Wednesday, June 22, 2011


Advances in software technology has increased the ease of making designs, particularly with layers. I have been watching old episodes of Buffy the Vampire Slayer. The dvd menu is a bit of a layered jumble of faces, patterns, textures, and effects.

Initially when software enabled layering and the ability to add effects of transparency led to some caotic designs. It was popular for a time. Layers are still used in most designs, but busy layers have transformed to more subtle variations.

Layers are a great tool for adding depth and interest in a design. Layers can be complicated to manage in a design so it is important to keep your layers organized from the beginning. The layers palette in adobe products can be useful to manage your layers by locking or making certain layers invisible.

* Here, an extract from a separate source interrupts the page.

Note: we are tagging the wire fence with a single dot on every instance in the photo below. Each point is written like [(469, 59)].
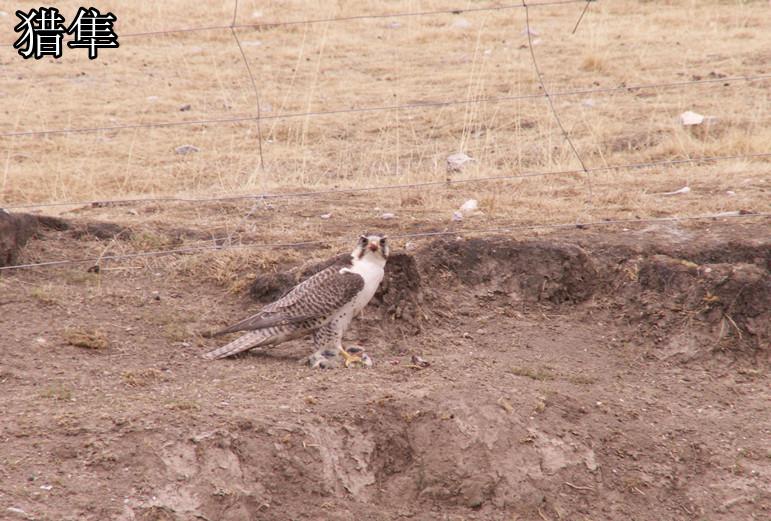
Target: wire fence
[(418, 235), (545, 93), (423, 105), (398, 186)]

The above is photos I took of my tv and opening sequences to puffy. There are layers of faces, backdrops, texts, shapes, and lighting effects. I would say this was common for designs from late 90s early 2000s, but now layers and textures mean this:

The top image is an Adobe ad for CS5 by Philippe Intraligi and you can check out his work on the behance network. The second is Mad men. Using layer to create perspective and a more true sense of depth (rather than the Buffy layer of images). And although the Adobe ad is very busy and colorful it still makes sense and organization which is missing from the Buffy screen shots.

There are a lot of things you can do with layers, and the best thing is to have some fun and experiment.